Hate crimes in India are not very new, they happen on a daily basis and many people are subjected to it. Hate crimes are committed against a person not because of the acts of a person but because of their membership with a particular group. Mob Lynching is one of the main categories of hate crimes and is very prevalent in our country. Leaders of our country have played a pivotal role in polarizing the country and further accelerating the hatred and violence between communities. The fairness and credibility of state apparatuses have also been questioned because of its passive nature in cases of hate crime
Since 2014, India has seen a significant increase in the number of hate crimes, among which mob lynching is a pertinent crime. Hate Crime Watch project, launched in October 2018, that has been tracking religion-based hate crimes in India since 2009, has found that 64 percent of cases of religious violence were against Muslims and the rest were Dalits along with the Christians.

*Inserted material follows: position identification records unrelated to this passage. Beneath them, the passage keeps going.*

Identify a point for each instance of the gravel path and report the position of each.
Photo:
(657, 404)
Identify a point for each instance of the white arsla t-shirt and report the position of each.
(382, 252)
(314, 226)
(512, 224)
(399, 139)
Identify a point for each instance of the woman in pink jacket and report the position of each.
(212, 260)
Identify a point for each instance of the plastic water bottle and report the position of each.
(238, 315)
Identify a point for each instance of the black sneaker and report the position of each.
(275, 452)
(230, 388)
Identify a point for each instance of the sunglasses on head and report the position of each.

India is a well-known country for its achievements in various spheres and its growing economy. It is a country full of opportunities but it is also quite known for its xenophobic and racist activities. The citizens are brought up in a way that they praise the white people and look down on the black people. Though India has been trying to act upon racism, the efforts are not up to the mark, and racism is still not taken very seriously by the citizens.
The large diversity of cultures existing in the country has proved to be a bane while curbing racism. Racism currently exists in each and every corner of our country and it is high time that there are stricter regulations brought to prevent racial discrimination. Further, the enactment of regulation should also be accompanied by strict implementation. Racism is detrimental to society as a whole, when a person is subjected to racial discrimination, he has to suffer a lot of physical and mental agony. It is high time that we act on racism, and as individuals prevent any form of discrimination existing at a personal level.